Psychological Assessment October 13, 2015 Simon B. Goldberg, Joseph Wielgosz, Cortland J. Dahl et al. 180 citations

A randomized trial with 130 participants tested whether the Five Facet Mindfulness Questionnaire (FFMQ) validly measures dispositional mindfulness. The study included three groups: mindfulness-based stress reduction (MBSR), an active control condition (Health Enhancement Program, HEP) that did not teach mindfulness meditation, and a waitlist control. At baseline, FFMQ facets correlated with measures of psychological symptoms and well-being, providing partial evidence for convergent validity. FFMQ scores increased for MBSR relative to the waitlist, but they also increased for HEP relative to the waitlist, and MBSR and HEP did not differ from each other. The FFMQ thus failed to show discriminant validity, raising questions about its ability to specifically measure mindfulness.

No Sustained Attention Differences in a Longitudinal Randomized Trial Comparing Mindfulness Based Stress Reduction versus Active Control

Donal G. Maccoon, Katherine A. Maclean, Richard Davidson et al. 9 citations

Eight weeks of mindfulness-based stress reduction (MBSR) training did not improve sustained attention or visual discrimination more than an active control program (Health Enhancement Program) in a randomized trial with 63 community adults.

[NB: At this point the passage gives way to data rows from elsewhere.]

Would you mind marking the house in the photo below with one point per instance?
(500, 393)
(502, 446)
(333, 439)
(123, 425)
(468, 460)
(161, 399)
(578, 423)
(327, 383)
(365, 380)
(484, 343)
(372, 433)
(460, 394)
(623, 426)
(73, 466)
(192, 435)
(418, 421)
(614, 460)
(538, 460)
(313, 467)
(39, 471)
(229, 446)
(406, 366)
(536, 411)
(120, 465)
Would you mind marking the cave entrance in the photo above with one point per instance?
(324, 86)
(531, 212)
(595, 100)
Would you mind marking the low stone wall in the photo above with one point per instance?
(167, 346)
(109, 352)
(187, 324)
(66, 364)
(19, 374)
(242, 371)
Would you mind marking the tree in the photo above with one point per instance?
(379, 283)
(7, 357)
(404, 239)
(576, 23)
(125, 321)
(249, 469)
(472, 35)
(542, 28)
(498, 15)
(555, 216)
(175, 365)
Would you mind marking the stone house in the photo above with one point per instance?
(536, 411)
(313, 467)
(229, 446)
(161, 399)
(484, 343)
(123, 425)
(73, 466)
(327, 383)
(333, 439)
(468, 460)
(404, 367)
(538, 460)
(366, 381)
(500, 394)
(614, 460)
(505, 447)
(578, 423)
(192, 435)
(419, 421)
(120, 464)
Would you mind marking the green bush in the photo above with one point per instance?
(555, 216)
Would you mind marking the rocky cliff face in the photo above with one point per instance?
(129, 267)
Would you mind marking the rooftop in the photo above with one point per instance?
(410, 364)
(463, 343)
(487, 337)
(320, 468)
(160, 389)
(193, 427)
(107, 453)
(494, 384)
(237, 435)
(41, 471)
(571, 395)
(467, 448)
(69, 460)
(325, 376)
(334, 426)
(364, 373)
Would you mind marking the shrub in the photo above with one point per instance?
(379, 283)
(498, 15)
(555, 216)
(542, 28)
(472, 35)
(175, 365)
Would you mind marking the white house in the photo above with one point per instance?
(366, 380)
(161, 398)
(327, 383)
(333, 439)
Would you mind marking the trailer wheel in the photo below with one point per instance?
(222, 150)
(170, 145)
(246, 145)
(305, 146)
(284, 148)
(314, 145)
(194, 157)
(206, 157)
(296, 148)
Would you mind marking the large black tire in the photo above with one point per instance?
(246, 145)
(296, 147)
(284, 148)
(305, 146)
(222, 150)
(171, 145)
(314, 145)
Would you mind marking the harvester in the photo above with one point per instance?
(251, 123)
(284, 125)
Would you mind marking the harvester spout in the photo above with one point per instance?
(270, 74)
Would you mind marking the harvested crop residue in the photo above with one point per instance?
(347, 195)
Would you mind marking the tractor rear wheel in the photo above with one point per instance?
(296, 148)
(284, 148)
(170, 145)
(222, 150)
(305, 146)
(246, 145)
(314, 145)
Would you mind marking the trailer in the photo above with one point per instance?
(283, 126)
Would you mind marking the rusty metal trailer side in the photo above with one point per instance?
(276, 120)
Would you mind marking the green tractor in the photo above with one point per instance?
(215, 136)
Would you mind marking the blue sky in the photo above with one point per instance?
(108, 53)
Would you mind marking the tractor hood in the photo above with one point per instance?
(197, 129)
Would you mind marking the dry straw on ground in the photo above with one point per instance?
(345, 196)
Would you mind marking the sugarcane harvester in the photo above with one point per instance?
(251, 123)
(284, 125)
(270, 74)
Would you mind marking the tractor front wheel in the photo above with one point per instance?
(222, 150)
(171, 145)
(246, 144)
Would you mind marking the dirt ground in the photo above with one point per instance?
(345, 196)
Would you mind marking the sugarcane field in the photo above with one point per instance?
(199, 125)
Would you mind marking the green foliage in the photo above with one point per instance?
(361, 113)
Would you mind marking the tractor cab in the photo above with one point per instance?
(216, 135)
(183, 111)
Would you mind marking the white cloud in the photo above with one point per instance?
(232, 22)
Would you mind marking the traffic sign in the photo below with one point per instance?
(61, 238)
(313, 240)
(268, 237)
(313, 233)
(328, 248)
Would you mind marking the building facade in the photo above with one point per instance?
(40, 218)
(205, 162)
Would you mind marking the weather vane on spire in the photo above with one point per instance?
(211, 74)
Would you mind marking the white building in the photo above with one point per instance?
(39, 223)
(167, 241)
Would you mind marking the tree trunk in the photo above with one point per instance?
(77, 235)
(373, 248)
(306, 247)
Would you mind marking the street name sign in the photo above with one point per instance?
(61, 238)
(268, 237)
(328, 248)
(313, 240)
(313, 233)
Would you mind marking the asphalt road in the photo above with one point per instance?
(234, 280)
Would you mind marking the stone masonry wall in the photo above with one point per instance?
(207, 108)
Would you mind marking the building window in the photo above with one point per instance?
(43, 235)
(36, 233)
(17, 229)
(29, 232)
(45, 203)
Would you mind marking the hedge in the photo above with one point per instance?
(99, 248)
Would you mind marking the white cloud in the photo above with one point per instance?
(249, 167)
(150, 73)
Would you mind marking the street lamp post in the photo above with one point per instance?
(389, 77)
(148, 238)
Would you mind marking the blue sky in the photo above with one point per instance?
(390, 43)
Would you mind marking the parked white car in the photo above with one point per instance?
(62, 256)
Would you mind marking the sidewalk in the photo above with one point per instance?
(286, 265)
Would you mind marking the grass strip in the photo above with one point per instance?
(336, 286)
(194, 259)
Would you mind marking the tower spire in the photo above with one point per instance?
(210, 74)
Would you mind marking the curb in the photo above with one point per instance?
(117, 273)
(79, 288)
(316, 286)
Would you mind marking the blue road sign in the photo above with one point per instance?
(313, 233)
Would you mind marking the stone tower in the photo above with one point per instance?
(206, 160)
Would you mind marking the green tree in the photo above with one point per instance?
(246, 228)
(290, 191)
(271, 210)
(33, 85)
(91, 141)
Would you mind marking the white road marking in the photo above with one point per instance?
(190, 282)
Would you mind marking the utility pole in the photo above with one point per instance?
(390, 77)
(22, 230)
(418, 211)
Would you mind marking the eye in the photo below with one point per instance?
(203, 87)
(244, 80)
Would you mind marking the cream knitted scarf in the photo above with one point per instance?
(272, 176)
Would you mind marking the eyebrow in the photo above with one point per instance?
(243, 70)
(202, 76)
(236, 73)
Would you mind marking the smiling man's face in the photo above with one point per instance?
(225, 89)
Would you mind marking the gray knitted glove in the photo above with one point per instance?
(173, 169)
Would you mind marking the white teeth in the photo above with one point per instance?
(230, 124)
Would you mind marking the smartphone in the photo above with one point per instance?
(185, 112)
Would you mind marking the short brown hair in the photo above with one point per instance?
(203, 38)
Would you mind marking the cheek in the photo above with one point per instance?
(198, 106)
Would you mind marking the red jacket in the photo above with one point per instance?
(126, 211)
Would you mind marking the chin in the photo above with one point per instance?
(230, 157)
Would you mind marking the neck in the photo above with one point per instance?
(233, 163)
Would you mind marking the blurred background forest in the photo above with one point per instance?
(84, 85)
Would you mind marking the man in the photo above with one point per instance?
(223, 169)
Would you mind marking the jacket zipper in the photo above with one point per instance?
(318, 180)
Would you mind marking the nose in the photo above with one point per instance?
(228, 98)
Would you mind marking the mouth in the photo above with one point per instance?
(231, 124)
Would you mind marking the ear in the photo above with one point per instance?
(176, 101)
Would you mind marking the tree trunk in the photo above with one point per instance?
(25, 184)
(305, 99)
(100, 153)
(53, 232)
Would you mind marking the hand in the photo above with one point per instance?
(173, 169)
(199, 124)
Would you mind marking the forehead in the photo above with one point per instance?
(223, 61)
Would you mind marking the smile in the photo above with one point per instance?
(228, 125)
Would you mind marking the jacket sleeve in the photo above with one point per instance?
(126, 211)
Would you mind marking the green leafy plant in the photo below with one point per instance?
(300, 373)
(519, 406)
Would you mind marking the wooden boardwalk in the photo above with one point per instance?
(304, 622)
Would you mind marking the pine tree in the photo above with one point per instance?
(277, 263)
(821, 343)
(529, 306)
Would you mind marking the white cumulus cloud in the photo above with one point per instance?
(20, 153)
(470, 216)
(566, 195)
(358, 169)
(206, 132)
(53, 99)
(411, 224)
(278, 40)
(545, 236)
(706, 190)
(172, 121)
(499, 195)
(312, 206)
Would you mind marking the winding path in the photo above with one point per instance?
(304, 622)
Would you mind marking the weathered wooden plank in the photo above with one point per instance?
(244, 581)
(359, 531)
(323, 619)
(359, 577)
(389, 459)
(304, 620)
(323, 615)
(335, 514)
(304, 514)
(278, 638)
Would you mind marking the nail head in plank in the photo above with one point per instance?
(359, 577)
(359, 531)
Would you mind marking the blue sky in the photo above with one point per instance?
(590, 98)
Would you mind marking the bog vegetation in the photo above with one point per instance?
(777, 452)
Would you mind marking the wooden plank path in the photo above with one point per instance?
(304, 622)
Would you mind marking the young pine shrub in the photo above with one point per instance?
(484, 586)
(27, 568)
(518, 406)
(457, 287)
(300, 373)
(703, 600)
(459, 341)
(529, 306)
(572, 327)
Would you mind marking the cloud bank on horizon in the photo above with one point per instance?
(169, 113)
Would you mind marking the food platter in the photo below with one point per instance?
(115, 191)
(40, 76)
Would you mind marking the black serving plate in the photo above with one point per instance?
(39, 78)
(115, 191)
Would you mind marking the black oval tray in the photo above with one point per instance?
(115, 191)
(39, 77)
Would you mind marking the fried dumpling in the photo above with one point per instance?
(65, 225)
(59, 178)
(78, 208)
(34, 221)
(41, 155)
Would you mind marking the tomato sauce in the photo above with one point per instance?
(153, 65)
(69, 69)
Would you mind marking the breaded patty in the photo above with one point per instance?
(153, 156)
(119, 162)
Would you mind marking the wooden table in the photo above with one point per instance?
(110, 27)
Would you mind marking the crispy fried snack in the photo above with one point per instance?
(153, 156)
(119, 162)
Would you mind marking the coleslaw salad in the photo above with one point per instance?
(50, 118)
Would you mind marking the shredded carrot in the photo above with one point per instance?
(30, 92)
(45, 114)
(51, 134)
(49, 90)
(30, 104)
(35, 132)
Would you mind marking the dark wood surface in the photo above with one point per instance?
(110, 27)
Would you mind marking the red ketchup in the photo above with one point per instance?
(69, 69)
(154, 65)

The study had sufficient statistical power to show that the two groups did not differ in their improvement over time on a continuous performance task. One prediction about attentional fatigue was statistically significant but uninterpretable. Some evidence for improved visual discrimination partially replicated earlier findings. Attentional sensitivity appears unaffected by MBSR, but whether mindfulness might benefit vigilance remains unclear.